#Sentiment Classification using NLTK, & Naive Bayes Classifiers
##3rd party libs, required to run the app:
-sqlalchemy -nltk http://www.nltk.org -scikits-learn and its' dependensies (numpy, scipy, ...) http://numpy.scipy.org -apache(originally) -python application server 'wsgiref'(now) https://docs.python.org/2/library/wsgiref.html -mod_wsgi *sentiwordNEt http://sentiwordnet.isti.cnr.it
###Files:
sentiment.wsgi - My main python script integrated my sentiment_analysis.py file aswell as my pre_process.py file. It contains function named 'application' in accordance of wsgi *interface*.
static/train.csv - Consists of the Sanders Corpus of tagged tweets which were used as a training set for the classifier
template.html - Is my html form, with twitter bootstrap integrated into it to add a touch of colour.
models.py - Declaration of my sentiment db object in sql-alchemy format. Worked best with amazon servers. and Wsgi web applications. (Web service gateway interfaces) The type of wsgi I used is Wsgi_ref a simple server form.
session_manager.py - Works as a helper class. It contains DB configuration, connects to the DB and returns session object.
schema_manager.py - Not explicitly used anywhere. But it used servers to create and drop db schema.
twitter_mongodb.py - My python script that uses the Tweepy library to pull Tweets with specific keywords from Twitter's Streaming API, and then stores the important fields from the Tweet in my MongoDB collection. I used mongodb for saving the live twitter feed as its much easier to handle when dealing with large amounts of tweets, much faster and stores in a json style rather then have to create rows columns etc.

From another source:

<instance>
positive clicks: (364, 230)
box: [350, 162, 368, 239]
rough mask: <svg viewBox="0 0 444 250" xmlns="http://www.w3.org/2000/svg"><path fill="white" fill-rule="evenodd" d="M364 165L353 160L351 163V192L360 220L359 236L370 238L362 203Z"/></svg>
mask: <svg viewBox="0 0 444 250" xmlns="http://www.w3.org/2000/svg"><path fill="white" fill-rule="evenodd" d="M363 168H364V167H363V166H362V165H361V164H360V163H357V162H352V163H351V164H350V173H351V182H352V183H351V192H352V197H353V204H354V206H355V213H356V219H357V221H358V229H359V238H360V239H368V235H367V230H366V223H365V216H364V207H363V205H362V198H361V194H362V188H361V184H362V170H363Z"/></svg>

pre_process.py - When I run my twitter_to_mongo.py a output.json file is created of the tweets streamed from the twitter api which I run through the preprocesser to tidy up before sending to the sentiment_analysis.py
sentiment_analysis.py - analyzes the large feed of data and returns a sentiment value for each tweet.
Sentiment_classifier_AFINN.py - An example of a lexicon based classifier that I used to test against my own.
data/ - train.csv : Consists of the Sanders Corpus of tagged tweets which were used for training the classifier. It consists of 5513 hand-classified tweets.
output.csv: which is the processed tweets from the live feed on the keywords ‘school’, ‘university’ and ‘education’ which was used to test the trained classifier
Stopwords file: which contains words which are unnecessary noise in deciding sentiment
AFFINN-111.text: which is the dictionary of words rated for sentiment between -5 and +5.
####Web Application The app is built using wsgi interface e.g http://webpython.codepoint.net/wsgi_application_interface
#####Deployment Examples Deployed on amazon instance with server Ubuntu installed on it. Apache server with mod_wsgi module is used as Web server. Apache configuration listed in httpd.conf file, which usually located on file system here: /etc/apache2/httpd.conf.